I refer to this as the “And then …. Nothing happened” part of the story. For example, I am reading Theft of Swords right now and I swear that, literally, nothing of great importance has happened in quite some time. I just got done with a passage of the book where there was a long discussion about the various gods of the world just to get the reader informed about who they are. Interesting from a backstory component, but a little uncomfortable and seemingly out of place. That followed what amounted to a lot of travel to the location of a secret prison, which itself followed a lot of information on a monetary that was burned down.

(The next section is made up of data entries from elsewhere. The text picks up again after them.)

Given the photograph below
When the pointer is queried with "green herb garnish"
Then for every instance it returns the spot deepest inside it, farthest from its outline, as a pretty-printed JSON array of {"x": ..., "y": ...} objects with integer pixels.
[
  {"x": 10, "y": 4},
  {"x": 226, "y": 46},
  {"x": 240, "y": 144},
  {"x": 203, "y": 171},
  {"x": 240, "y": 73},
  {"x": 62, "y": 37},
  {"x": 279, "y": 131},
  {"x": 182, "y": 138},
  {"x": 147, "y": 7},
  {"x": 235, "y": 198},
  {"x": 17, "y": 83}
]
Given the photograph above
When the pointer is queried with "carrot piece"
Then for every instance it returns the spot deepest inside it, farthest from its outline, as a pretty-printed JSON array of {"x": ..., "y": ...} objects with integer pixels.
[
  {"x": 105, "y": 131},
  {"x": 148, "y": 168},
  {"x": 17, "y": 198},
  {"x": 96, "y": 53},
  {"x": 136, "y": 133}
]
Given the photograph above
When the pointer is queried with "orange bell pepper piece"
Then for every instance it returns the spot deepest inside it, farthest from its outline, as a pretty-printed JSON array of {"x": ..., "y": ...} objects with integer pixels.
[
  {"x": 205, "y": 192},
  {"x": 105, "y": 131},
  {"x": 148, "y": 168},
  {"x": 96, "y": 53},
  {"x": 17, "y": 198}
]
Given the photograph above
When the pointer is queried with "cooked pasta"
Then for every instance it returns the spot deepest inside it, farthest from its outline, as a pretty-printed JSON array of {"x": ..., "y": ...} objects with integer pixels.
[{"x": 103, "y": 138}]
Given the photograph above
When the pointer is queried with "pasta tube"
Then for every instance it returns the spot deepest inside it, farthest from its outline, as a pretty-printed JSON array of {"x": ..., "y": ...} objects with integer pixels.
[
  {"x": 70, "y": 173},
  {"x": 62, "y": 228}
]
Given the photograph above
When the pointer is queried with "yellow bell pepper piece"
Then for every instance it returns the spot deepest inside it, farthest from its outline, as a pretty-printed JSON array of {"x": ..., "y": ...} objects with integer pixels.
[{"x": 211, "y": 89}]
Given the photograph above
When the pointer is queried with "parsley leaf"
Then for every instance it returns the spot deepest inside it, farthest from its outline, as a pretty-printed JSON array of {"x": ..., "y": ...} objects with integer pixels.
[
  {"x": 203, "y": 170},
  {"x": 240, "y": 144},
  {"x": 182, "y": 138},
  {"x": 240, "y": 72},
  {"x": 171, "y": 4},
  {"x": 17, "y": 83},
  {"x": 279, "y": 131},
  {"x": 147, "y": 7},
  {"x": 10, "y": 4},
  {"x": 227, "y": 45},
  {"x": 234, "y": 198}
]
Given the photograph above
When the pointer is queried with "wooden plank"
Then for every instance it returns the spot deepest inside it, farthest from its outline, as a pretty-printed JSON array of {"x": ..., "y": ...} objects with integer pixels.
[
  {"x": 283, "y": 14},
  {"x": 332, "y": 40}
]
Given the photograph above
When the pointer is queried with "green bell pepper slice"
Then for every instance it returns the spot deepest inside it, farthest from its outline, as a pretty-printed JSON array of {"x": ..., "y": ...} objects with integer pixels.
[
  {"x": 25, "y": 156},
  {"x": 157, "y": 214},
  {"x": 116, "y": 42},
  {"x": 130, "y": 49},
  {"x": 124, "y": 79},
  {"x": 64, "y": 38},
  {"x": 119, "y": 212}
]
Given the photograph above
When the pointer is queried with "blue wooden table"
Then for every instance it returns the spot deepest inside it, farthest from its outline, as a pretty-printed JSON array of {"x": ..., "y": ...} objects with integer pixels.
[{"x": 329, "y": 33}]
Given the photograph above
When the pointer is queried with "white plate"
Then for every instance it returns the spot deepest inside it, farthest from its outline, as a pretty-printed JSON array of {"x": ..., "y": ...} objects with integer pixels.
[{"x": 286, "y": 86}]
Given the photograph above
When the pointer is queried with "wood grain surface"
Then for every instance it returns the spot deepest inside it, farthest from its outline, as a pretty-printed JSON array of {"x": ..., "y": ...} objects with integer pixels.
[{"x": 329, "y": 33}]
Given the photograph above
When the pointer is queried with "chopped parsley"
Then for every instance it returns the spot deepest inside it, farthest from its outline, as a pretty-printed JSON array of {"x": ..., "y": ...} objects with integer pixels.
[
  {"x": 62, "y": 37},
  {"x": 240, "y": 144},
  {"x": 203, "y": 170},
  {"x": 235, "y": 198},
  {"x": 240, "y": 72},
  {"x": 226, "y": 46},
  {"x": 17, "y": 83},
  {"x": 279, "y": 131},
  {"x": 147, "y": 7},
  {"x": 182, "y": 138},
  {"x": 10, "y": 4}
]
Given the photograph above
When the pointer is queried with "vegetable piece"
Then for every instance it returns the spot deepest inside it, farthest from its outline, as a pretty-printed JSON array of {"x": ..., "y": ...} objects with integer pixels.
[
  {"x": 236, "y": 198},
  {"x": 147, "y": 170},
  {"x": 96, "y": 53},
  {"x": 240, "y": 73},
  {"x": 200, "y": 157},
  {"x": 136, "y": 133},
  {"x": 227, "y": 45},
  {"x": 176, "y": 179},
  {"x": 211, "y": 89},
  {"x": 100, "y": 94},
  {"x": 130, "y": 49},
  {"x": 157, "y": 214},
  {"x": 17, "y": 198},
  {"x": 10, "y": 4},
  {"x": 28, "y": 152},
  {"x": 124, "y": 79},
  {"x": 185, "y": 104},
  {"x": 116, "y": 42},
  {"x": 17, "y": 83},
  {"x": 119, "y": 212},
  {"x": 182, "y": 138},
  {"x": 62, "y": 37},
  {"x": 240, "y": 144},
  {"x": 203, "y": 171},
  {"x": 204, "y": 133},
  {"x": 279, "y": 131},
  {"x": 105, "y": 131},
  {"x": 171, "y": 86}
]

Don’t get me wrong. So far the book is good even if I think some of the recent info dumping currently going on could have been broken up. But I hear it all the time from people who think they know so much about how to write that these sorts of methods for conveying backstory sink a story’s chances of being published. Obviously not!
I am told by people, other writers mostly, that I have too much info dumping in drafts they are critiquing. They tell me how such sequences are too long. They tell me how I must take them out or never be published. Then I show then passages from books where there are info dumps three times as long and make he obvious point that those books were published. I ask them how is their opinion valid in the face of evidence to the contrary. To that question I get a lot of convoluted answers, but never any that really answer the question.
People might complain about info dumps in stories, but the facts are that they exist. And they exist often. And the funniest thing is some of my fellow writers who are critiquing my current works are some of the worst offenders because I have been reading their drafts as well. One lady, for example, complained that a three paragraph sequence (3/4 of a page) putting some backstory forth was “too long” just as a “general rule of thumb”. Yet her most recent work has nearly 4,000 words, some fifteen pages, of backstory dumped in one instance!
I am sure that there are horrendous examples of the info dump that are unreadable. I know, even though I cannot think of them off the top of my head, they exist. I think most people that hate the dumping of backstory remember only the worst of the worst and then proclaim all as bad.
I do not fear using the info dump however. In my own writing I try to keep them small and within the flow of the story and not let the reader get drawn too far away from the here and now and what the characters are currently doing. Hopefully I am succeeding so that my own little info dumps don’t get lumped in with the worst of them.